The other common disease-causing variants affect splice sites. Variants that lead to exon skipping in the pro α1(I) chain beyond exon 14 and in the pro α2(I) chain beyond exon 25 are generally lethal. The phenotypes resulting from pathogenic variants in the upstream region are more variable and may lead to significant joint hypermobility.

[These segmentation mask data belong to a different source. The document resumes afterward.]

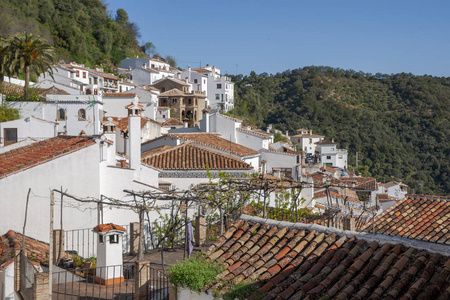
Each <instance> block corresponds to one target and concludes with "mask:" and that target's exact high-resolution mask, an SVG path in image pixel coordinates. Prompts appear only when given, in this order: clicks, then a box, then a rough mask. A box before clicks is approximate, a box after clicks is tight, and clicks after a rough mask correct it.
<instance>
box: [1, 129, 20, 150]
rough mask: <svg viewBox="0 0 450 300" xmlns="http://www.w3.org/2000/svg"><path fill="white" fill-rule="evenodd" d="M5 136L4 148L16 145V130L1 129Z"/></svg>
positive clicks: (16, 142)
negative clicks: (4, 142) (4, 144)
mask: <svg viewBox="0 0 450 300" xmlns="http://www.w3.org/2000/svg"><path fill="white" fill-rule="evenodd" d="M3 134H4V136H5V146H8V145H11V144H14V143H17V128H5V129H3Z"/></svg>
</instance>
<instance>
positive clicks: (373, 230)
mask: <svg viewBox="0 0 450 300" xmlns="http://www.w3.org/2000/svg"><path fill="white" fill-rule="evenodd" d="M374 227H375V228H374ZM374 229H375V230H374ZM365 230H366V231H368V232H375V233H382V234H387V235H392V236H401V237H406V238H409V239H416V240H421V241H426V242H430V243H438V244H445V245H450V199H447V198H442V199H439V198H438V199H436V198H435V199H433V198H428V197H426V196H425V197H424V196H417V195H409V196H408V197H407V198H405V199H403V200H401V201H398V202H397V203H396V204H395V205H393V206H391V207H389V208H388V209H387V210H385V211H384V212H383V213H382V214H381V215H380V216H378V217H377V218H375V220H374V222H373V223H372V224H369V225H368V226H367V227H366V228H365Z"/></svg>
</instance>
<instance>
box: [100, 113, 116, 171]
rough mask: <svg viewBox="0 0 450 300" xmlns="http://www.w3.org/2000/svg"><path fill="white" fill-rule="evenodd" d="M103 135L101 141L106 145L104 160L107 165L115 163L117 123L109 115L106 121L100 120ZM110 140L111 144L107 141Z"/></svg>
mask: <svg viewBox="0 0 450 300" xmlns="http://www.w3.org/2000/svg"><path fill="white" fill-rule="evenodd" d="M102 125H103V136H102V138H101V139H102V142H103V143H104V145H105V146H106V147H107V149H106V162H107V164H108V166H112V165H115V163H116V127H117V123H116V122H115V121H113V119H112V118H111V117H109V118H108V119H107V120H106V121H104V122H102ZM108 141H111V142H112V145H111V144H109V143H108Z"/></svg>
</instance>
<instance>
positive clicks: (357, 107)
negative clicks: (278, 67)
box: [231, 67, 450, 195]
mask: <svg viewBox="0 0 450 300" xmlns="http://www.w3.org/2000/svg"><path fill="white" fill-rule="evenodd" d="M233 80H234V82H235V83H236V84H235V94H236V96H235V102H236V106H235V109H234V110H233V111H232V112H231V113H232V115H234V116H236V117H244V118H247V119H248V120H249V121H251V122H253V123H255V124H257V125H258V126H260V127H263V126H267V125H268V124H274V128H276V129H278V130H281V131H282V132H284V131H285V130H289V132H290V134H295V130H296V129H298V128H305V127H306V128H309V129H312V130H313V133H318V134H319V133H320V134H323V135H325V136H326V138H327V139H331V138H334V139H335V140H336V141H337V142H338V143H339V146H340V147H342V148H346V149H348V151H349V165H351V166H352V167H355V165H356V152H358V164H359V166H358V171H360V172H364V173H365V174H364V175H369V176H374V177H376V178H377V180H379V181H390V180H396V179H403V181H404V182H405V183H406V184H408V185H409V186H410V188H411V189H410V191H411V192H412V191H413V189H414V191H415V192H416V193H430V194H440V195H448V194H450V160H449V159H448V158H449V156H450V140H449V138H448V137H449V136H450V123H449V119H450V109H449V104H450V78H445V77H440V78H439V77H433V76H427V75H424V76H415V75H412V74H405V73H402V74H393V75H386V74H375V75H373V74H367V73H363V72H355V71H353V70H342V69H335V68H331V67H305V68H302V69H296V70H292V71H285V72H283V73H277V74H275V75H269V74H267V73H262V74H260V75H257V74H256V73H255V72H252V73H250V76H245V77H243V76H242V75H240V76H235V77H234V78H233Z"/></svg>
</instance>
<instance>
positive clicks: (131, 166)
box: [125, 99, 144, 170]
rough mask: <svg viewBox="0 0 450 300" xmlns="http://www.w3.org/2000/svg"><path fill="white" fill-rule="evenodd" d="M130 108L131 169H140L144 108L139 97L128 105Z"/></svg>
mask: <svg viewBox="0 0 450 300" xmlns="http://www.w3.org/2000/svg"><path fill="white" fill-rule="evenodd" d="M125 108H127V109H128V139H129V145H130V149H129V165H130V169H134V170H139V169H140V166H141V111H143V110H144V108H143V106H142V105H140V104H139V103H138V101H137V99H136V100H135V101H134V102H133V103H131V104H130V105H127V106H126V107H125Z"/></svg>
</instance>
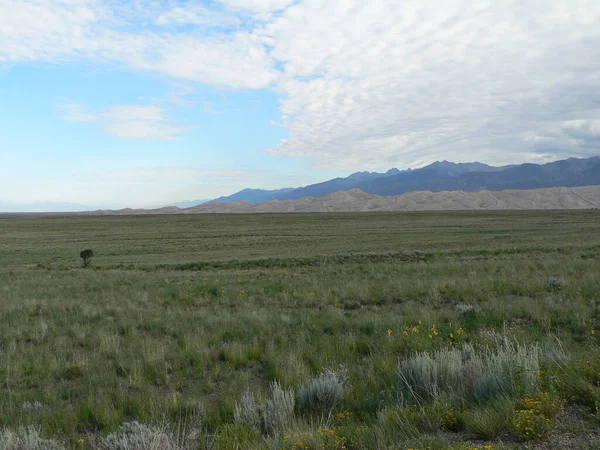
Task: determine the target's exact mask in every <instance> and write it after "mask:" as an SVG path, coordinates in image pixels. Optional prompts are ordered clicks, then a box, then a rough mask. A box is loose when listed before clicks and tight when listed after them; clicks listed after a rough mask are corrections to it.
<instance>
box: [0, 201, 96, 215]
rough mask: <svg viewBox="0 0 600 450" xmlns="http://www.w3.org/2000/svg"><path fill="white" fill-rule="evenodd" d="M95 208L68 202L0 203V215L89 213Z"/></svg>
mask: <svg viewBox="0 0 600 450" xmlns="http://www.w3.org/2000/svg"><path fill="white" fill-rule="evenodd" d="M93 209H96V207H93V206H88V205H80V204H78V203H68V202H37V203H5V202H0V213H19V212H27V213H29V212H35V213H39V212H78V211H90V210H93Z"/></svg>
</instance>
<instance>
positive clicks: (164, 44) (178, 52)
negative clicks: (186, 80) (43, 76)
mask: <svg viewBox="0 0 600 450" xmlns="http://www.w3.org/2000/svg"><path fill="white" fill-rule="evenodd" d="M137 3H138V4H139V5H140V6H139V7H137V8H136V7H133V6H131V5H130V7H124V6H122V4H121V3H120V2H116V1H101V0H28V1H26V2H24V1H22V0H0V42H2V45H1V46H0V63H2V62H4V63H7V62H24V61H44V62H49V63H61V62H64V61H76V60H93V61H97V62H101V63H102V62H104V63H106V62H111V63H117V64H120V65H125V66H128V67H130V68H133V69H136V70H145V71H154V72H159V73H163V74H166V75H169V76H172V77H176V78H182V79H186V80H191V81H197V82H203V83H208V84H213V85H218V86H226V87H232V88H264V87H268V86H270V85H272V84H273V83H274V82H275V81H276V79H277V72H276V71H275V70H274V68H273V62H272V60H271V59H270V58H269V56H268V54H267V51H266V49H265V47H264V46H263V45H262V43H261V42H260V41H259V40H258V39H256V38H255V37H254V36H252V35H251V34H249V33H247V32H245V31H237V32H236V31H233V32H227V33H222V34H213V33H209V31H210V30H211V29H213V28H214V27H215V25H219V26H224V25H225V23H226V22H227V23H229V22H228V21H231V24H235V23H238V21H237V19H236V18H235V17H234V16H227V15H226V14H224V13H221V12H218V11H217V12H212V13H211V15H210V17H209V12H207V11H205V10H204V9H202V8H199V7H197V6H193V4H192V7H188V8H183V7H179V8H175V9H172V8H171V9H169V8H166V9H165V8H162V9H161V8H157V7H155V5H156V2H151V1H149V0H140V1H139V2H137ZM148 16H150V17H148ZM147 19H150V20H151V21H152V22H153V23H160V24H161V25H167V24H171V25H173V24H175V25H181V24H183V23H185V22H189V23H192V24H196V25H199V26H198V29H197V30H195V31H189V30H188V31H187V32H179V31H177V29H172V28H171V27H164V28H165V29H164V30H162V31H156V30H153V29H152V28H150V27H148V26H146V25H145V21H146V20H147ZM202 25H204V26H202Z"/></svg>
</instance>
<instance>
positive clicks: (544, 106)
mask: <svg viewBox="0 0 600 450" xmlns="http://www.w3.org/2000/svg"><path fill="white" fill-rule="evenodd" d="M125 5H127V6H123V3H122V2H119V1H117V0H107V1H101V0H28V1H23V0H0V42H2V45H1V46H0V62H3V61H4V62H19V61H46V62H52V63H60V62H62V61H67V60H92V61H96V62H99V63H106V62H108V63H112V64H115V63H116V64H120V65H124V66H127V67H130V68H132V69H135V70H141V71H152V72H157V73H161V74H165V75H167V76H170V77H173V78H178V79H183V80H189V81H191V82H200V83H205V84H209V85H215V86H225V87H230V88H242V89H244V88H250V89H263V88H273V89H276V90H277V92H278V93H279V94H280V95H281V106H280V109H281V118H280V120H277V121H275V122H274V123H279V124H281V125H282V126H283V127H285V128H286V129H287V130H288V132H289V136H288V138H287V139H286V140H285V141H282V142H281V144H280V145H279V146H278V147H277V148H274V149H271V150H270V152H271V153H272V154H275V155H281V156H298V157H306V158H309V159H311V160H312V161H313V162H314V165H315V166H316V167H319V168H329V169H333V168H335V169H348V170H354V169H361V170H362V169H369V168H380V167H389V166H395V165H397V166H418V165H422V164H426V163H428V162H431V161H433V160H436V159H450V160H455V161H467V160H483V161H485V162H490V163H514V162H520V161H526V160H528V161H545V160H547V159H548V158H549V157H550V158H552V157H554V158H558V157H563V156H570V155H580V156H586V155H590V154H593V153H598V149H599V144H598V138H597V123H598V121H599V120H600V110H599V107H598V105H599V104H600V76H599V74H600V2H598V1H597V0H550V1H548V0H531V1H528V2H522V1H520V0H506V1H494V0H482V1H480V2H466V1H464V0H431V1H429V2H419V1H416V0H408V1H404V2H400V3H399V2H397V1H396V0H370V1H364V0H327V1H323V0H296V1H293V0H221V1H220V6H219V5H216V6H215V4H214V3H208V4H207V5H208V6H203V7H200V6H198V5H199V3H197V2H185V3H178V4H175V3H173V2H170V1H159V0H138V1H137V2H135V3H125ZM135 5H137V6H135ZM174 5H175V7H174ZM275 13H276V14H275ZM211 17H212V18H214V20H215V22H214V23H210V22H211V21H210V18H211ZM229 20H232V21H236V20H239V22H236V23H239V25H237V26H235V27H234V29H229V28H227V29H220V28H218V27H217V28H215V23H216V24H219V23H224V22H227V21H229ZM146 24H152V25H156V24H159V25H161V26H160V27H156V26H149V25H146ZM183 24H186V25H194V26H192V27H179V25H183ZM232 24H233V22H232ZM219 26H220V25H219ZM232 26H233V25H232ZM190 28H191V29H190ZM276 67H277V68H279V69H281V70H277V69H276ZM129 112H131V111H129ZM146 112H147V113H150V112H152V111H146ZM106 113H107V112H104V113H103V114H106ZM113 113H114V111H113ZM153 113H154V114H155V115H154V116H152V117H153V119H151V120H148V117H145V118H137V119H136V118H133V119H128V120H117V119H115V118H114V117H113V118H112V119H111V118H110V115H109V116H106V115H103V116H102V119H101V120H103V121H107V122H109V125H107V128H108V129H109V130H110V131H111V132H112V133H114V134H117V135H120V136H124V137H146V138H157V139H161V138H162V139H172V138H174V137H176V136H177V135H179V134H180V133H181V132H183V131H185V130H184V129H181V128H178V127H175V126H173V125H170V124H169V123H168V121H167V120H166V118H165V116H164V114H163V112H162V111H161V112H157V111H156V110H154V111H153ZM109 114H110V113H109ZM161 114H162V115H161ZM69 117H70V118H71V119H70V120H77V118H79V120H81V119H86V120H88V121H89V120H90V119H91V117H90V116H89V114H87V113H86V112H85V110H77V109H76V108H75V109H73V108H72V110H71V111H70V112H69V111H67V112H66V115H65V118H69ZM130 117H135V115H131V116H130Z"/></svg>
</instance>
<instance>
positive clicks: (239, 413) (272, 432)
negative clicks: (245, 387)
mask: <svg viewBox="0 0 600 450" xmlns="http://www.w3.org/2000/svg"><path fill="white" fill-rule="evenodd" d="M270 390H271V395H270V397H269V398H268V399H266V400H263V399H261V398H257V397H255V396H254V393H252V392H250V391H246V392H245V393H244V394H242V399H241V403H236V405H235V410H234V419H235V421H236V422H237V423H241V424H246V425H250V426H253V427H256V428H259V429H260V430H262V431H263V432H265V433H268V434H277V433H280V432H281V431H283V430H285V429H286V428H288V427H289V426H290V424H291V423H292V421H293V419H294V406H295V403H296V401H295V398H294V391H293V390H291V389H288V390H284V389H283V388H282V387H281V384H280V383H279V382H278V381H274V382H272V383H271V386H270Z"/></svg>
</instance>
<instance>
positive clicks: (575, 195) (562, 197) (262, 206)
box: [83, 186, 600, 215]
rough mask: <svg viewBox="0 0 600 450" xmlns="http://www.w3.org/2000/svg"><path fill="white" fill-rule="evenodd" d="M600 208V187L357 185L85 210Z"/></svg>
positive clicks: (100, 213) (238, 211)
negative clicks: (373, 190) (257, 200)
mask: <svg viewBox="0 0 600 450" xmlns="http://www.w3.org/2000/svg"><path fill="white" fill-rule="evenodd" d="M591 208H600V186H583V187H576V188H568V187H560V188H546V189H531V190H506V191H479V192H465V191H451V192H449V191H444V192H431V191H424V192H410V193H407V194H403V195H398V196H387V197H386V196H378V195H373V194H367V193H366V192H363V191H360V190H358V189H352V190H350V191H339V192H335V193H333V194H328V195H326V196H323V197H319V198H315V197H305V198H303V199H300V200H284V201H282V200H271V201H269V202H265V203H261V204H252V203H249V202H246V201H243V200H240V201H237V202H229V203H205V204H203V205H200V206H197V207H195V208H188V209H179V208H161V209H157V210H132V209H125V210H119V211H110V210H108V211H96V212H93V213H87V214H103V215H127V214H209V213H213V214H218V213H229V214H235V213H286V212H296V213H297V212H350V211H354V212H361V211H364V212H366V211H450V210H525V209H527V210H530V209H531V210H535V209H591ZM83 214H86V213H83Z"/></svg>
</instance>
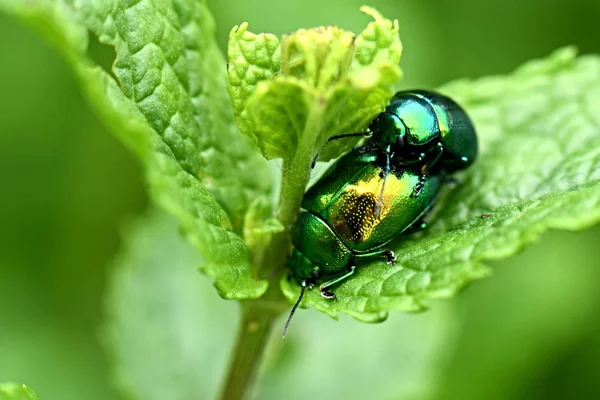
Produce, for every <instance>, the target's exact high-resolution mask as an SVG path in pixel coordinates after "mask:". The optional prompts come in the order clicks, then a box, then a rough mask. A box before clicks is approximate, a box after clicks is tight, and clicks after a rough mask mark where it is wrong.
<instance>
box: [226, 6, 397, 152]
mask: <svg viewBox="0 0 600 400" xmlns="http://www.w3.org/2000/svg"><path fill="white" fill-rule="evenodd" d="M361 10H362V11H363V12H365V13H366V14H368V15H370V16H372V17H373V18H374V19H375V21H374V22H371V23H370V24H369V25H368V26H367V28H366V29H365V30H364V31H363V32H362V33H361V34H360V35H359V36H358V37H355V36H354V35H353V34H352V33H351V32H348V31H344V30H342V29H339V28H337V27H320V28H315V29H308V30H307V29H301V30H299V31H297V32H294V33H292V34H290V35H287V36H284V38H283V39H282V41H281V44H280V46H279V47H277V45H278V41H277V39H276V38H275V37H274V36H272V35H268V34H261V35H254V34H251V33H249V32H248V31H247V24H243V25H242V26H241V27H239V28H238V27H235V28H234V29H233V30H232V32H231V35H230V38H229V52H228V55H229V69H228V71H229V85H228V89H229V94H230V96H231V100H232V103H233V104H234V112H235V115H236V120H237V122H238V124H239V126H240V127H241V129H242V131H243V132H244V133H246V134H247V135H249V136H250V137H252V138H253V140H254V141H255V142H256V143H257V145H258V147H259V148H260V150H261V152H262V154H263V155H264V156H265V157H266V158H269V159H271V158H282V159H284V161H286V162H290V160H292V159H293V158H294V157H299V158H303V159H305V160H306V159H312V158H313V157H314V155H315V154H316V153H317V152H318V151H319V149H321V148H322V147H323V146H324V144H325V143H326V142H327V140H328V139H329V138H330V137H331V136H334V135H338V134H343V133H352V132H362V131H365V130H366V128H367V126H368V124H369V123H370V121H371V120H373V118H374V117H375V116H376V115H377V114H378V113H380V112H381V111H382V110H383V108H384V107H385V105H386V103H387V101H388V100H389V98H390V97H391V96H392V94H393V88H394V85H395V83H396V82H397V80H398V78H399V77H400V69H399V67H398V62H399V61H400V55H401V52H402V45H401V43H400V39H399V38H398V23H397V21H394V22H392V21H389V20H386V19H384V18H383V17H382V16H381V15H380V14H379V13H377V12H376V11H375V10H373V9H370V8H368V7H363V8H362V9H361ZM277 57H280V60H278V59H277ZM340 142H342V143H340ZM354 143H356V140H347V141H338V142H337V143H332V144H330V145H328V146H327V149H324V150H323V152H322V154H321V155H320V158H319V159H320V160H323V161H325V160H327V159H329V158H331V157H335V156H338V155H339V154H341V152H342V151H344V150H347V149H348V148H350V147H351V146H352V145H353V144H354ZM297 153H301V154H300V155H298V154H297Z"/></svg>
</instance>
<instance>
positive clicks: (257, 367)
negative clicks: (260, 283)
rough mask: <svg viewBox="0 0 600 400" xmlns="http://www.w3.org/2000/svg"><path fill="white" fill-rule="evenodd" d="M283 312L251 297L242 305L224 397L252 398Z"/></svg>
mask: <svg viewBox="0 0 600 400" xmlns="http://www.w3.org/2000/svg"><path fill="white" fill-rule="evenodd" d="M280 314H281V312H279V310H278V308H277V307H275V308H273V307H269V306H268V305H267V306H266V307H265V303H264V302H262V301H261V300H248V301H245V302H244V303H243V304H242V315H241V321H240V325H239V328H238V335H237V339H236V345H235V349H234V352H233V357H232V359H231V362H230V365H229V372H228V376H227V381H226V385H225V388H224V390H223V393H221V399H222V400H242V399H244V398H247V397H249V394H250V393H251V391H252V388H253V386H254V382H255V381H256V379H255V378H256V375H257V373H258V371H259V369H260V366H261V361H262V358H263V355H264V352H265V348H266V345H267V343H268V340H269V337H270V335H271V331H272V330H273V325H274V323H275V321H276V319H277V317H278V316H279V315H280Z"/></svg>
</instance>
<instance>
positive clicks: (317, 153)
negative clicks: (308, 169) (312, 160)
mask: <svg viewBox="0 0 600 400" xmlns="http://www.w3.org/2000/svg"><path fill="white" fill-rule="evenodd" d="M318 158H319V153H317V154H315V158H313V162H311V163H310V169H315V166H316V165H317V159H318Z"/></svg>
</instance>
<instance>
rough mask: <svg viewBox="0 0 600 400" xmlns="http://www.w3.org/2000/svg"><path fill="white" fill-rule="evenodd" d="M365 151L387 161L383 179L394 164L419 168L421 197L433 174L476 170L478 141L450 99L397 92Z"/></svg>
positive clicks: (368, 141) (465, 117) (344, 136)
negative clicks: (424, 188) (477, 142)
mask: <svg viewBox="0 0 600 400" xmlns="http://www.w3.org/2000/svg"><path fill="white" fill-rule="evenodd" d="M359 135H365V136H367V137H369V139H368V140H367V142H366V143H365V146H364V149H366V150H378V151H380V152H381V154H382V155H383V157H384V158H385V162H386V164H385V166H384V175H386V174H387V171H388V170H389V168H391V166H392V165H394V164H400V163H401V164H418V165H420V168H421V174H420V175H421V182H420V183H419V184H418V185H417V186H415V189H414V194H415V196H418V195H419V193H420V191H421V188H422V187H423V184H424V181H425V179H426V177H427V176H428V175H429V174H441V175H442V176H443V177H444V178H446V180H448V181H450V180H451V179H450V178H449V174H451V173H453V172H456V171H458V170H460V169H464V168H466V167H468V166H469V165H471V164H472V163H473V161H475V159H476V158H477V148H478V144H477V135H476V134H475V127H474V126H473V123H472V122H471V119H470V118H469V116H468V115H467V113H466V112H465V111H464V110H463V109H462V108H461V107H460V106H459V105H458V104H457V103H456V102H455V101H454V100H452V99H451V98H449V97H447V96H444V95H441V94H439V93H435V92H430V91H426V90H407V91H401V92H398V93H396V94H395V95H394V97H392V99H391V100H390V104H389V105H388V106H387V107H386V108H385V110H384V112H382V113H381V114H379V116H378V117H377V118H376V119H375V120H373V122H371V124H370V125H369V131H368V132H366V133H350V134H344V135H338V136H334V137H332V138H331V139H330V140H335V139H342V138H345V137H349V136H359Z"/></svg>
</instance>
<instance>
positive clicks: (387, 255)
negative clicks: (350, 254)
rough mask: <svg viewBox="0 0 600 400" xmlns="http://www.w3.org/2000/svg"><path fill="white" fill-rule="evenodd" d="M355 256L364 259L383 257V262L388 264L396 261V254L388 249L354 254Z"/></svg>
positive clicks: (360, 258) (389, 249)
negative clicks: (384, 261) (370, 252)
mask: <svg viewBox="0 0 600 400" xmlns="http://www.w3.org/2000/svg"><path fill="white" fill-rule="evenodd" d="M355 257H356V258H358V259H361V260H365V261H368V260H370V259H373V258H385V262H387V263H388V264H393V263H395V262H396V255H395V254H394V252H393V251H392V250H390V249H380V250H376V251H373V252H371V253H362V254H356V255H355Z"/></svg>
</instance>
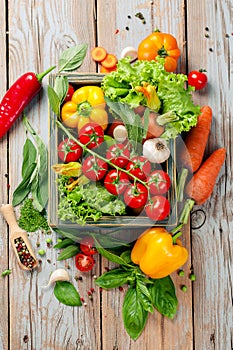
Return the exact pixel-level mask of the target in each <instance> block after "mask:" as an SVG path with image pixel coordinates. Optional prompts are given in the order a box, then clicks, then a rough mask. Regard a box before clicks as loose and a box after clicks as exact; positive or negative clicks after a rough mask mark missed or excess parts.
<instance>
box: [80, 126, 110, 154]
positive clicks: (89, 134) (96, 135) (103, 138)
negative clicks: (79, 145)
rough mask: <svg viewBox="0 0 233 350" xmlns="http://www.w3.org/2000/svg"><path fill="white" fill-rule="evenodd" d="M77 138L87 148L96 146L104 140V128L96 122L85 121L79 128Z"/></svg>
mask: <svg viewBox="0 0 233 350" xmlns="http://www.w3.org/2000/svg"><path fill="white" fill-rule="evenodd" d="M79 140H80V142H81V143H82V144H83V145H86V146H87V147H88V148H94V147H97V146H99V145H100V144H101V143H102V142H103V141H104V130H103V128H101V126H100V125H99V124H97V123H87V124H85V125H84V126H83V127H82V128H81V129H80V130H79Z"/></svg>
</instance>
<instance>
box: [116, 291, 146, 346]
mask: <svg viewBox="0 0 233 350" xmlns="http://www.w3.org/2000/svg"><path fill="white" fill-rule="evenodd" d="M122 315H123V322H124V326H125V329H126V331H127V333H128V334H129V335H130V337H131V338H132V339H134V340H136V339H137V338H138V337H139V336H140V334H141V333H142V331H143V329H144V327H145V325H146V322H147V318H148V311H147V310H145V309H144V306H143V304H142V302H141V297H140V295H139V291H138V289H137V288H135V287H130V288H129V289H128V290H127V292H126V294H125V298H124V302H123V308H122Z"/></svg>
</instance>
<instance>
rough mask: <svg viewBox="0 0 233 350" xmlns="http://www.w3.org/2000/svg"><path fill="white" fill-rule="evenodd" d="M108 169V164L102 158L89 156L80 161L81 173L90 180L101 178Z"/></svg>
mask: <svg viewBox="0 0 233 350" xmlns="http://www.w3.org/2000/svg"><path fill="white" fill-rule="evenodd" d="M107 170H108V164H107V163H106V162H104V161H103V160H102V159H100V158H98V157H94V156H89V157H87V158H85V159H84V161H83V163H82V172H83V174H84V175H85V176H86V177H87V178H88V179H89V180H92V181H99V180H101V179H102V178H103V177H104V176H105V174H106V172H107Z"/></svg>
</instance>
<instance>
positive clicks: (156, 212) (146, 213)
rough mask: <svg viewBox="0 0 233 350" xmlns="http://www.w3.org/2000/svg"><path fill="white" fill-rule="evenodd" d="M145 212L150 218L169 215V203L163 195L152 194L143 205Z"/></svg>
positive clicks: (167, 199)
mask: <svg viewBox="0 0 233 350" xmlns="http://www.w3.org/2000/svg"><path fill="white" fill-rule="evenodd" d="M145 212H146V215H147V216H148V217H149V218H150V219H151V220H154V221H160V220H163V219H165V218H166V217H167V216H168V215H169V212H170V203H169V201H168V199H167V198H165V197H164V196H154V197H152V198H151V199H150V201H149V202H148V203H147V204H146V205H145Z"/></svg>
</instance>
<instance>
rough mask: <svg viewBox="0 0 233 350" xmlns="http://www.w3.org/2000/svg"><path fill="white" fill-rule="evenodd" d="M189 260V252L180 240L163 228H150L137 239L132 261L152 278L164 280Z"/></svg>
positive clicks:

A relatively small number of pathogenic variants that alter amino acid sequences in the carboxyl-terminal regions of both chains have been identified. These domains are used for chain association and pathogenic variants have the capacity to destroy this property or lead to abnormalities in chain association. The phenotypic effects of pathogenic variants that affect this domain appear to be milder when they result in exclusion rather than inclusion of the chain.
Somatic mosaicism for dominant pathogenic variants has been recognized in perinatally lethal OI, progressively deforming OI, and common variable OI. The phenotype of the individual with somatic mosaicism can range from no identifiable characteristics of OI to one of the mild forms. The current estimate for the incidence of somatic/gonadal mosaicism is up to 16% of families.
Individuals with
somatic mosaicism for variants that result in non-lethal forms of OI generally have no phenotypic features of OI, even when the variant is present in a majority of somatic cells.
Somatic
mosaicism for variants that result in lethal OI can produce a mild OI
phenotype if the variant is present in the majority of somatic cells; otherwise, the mosaicism is generally asymptomatic.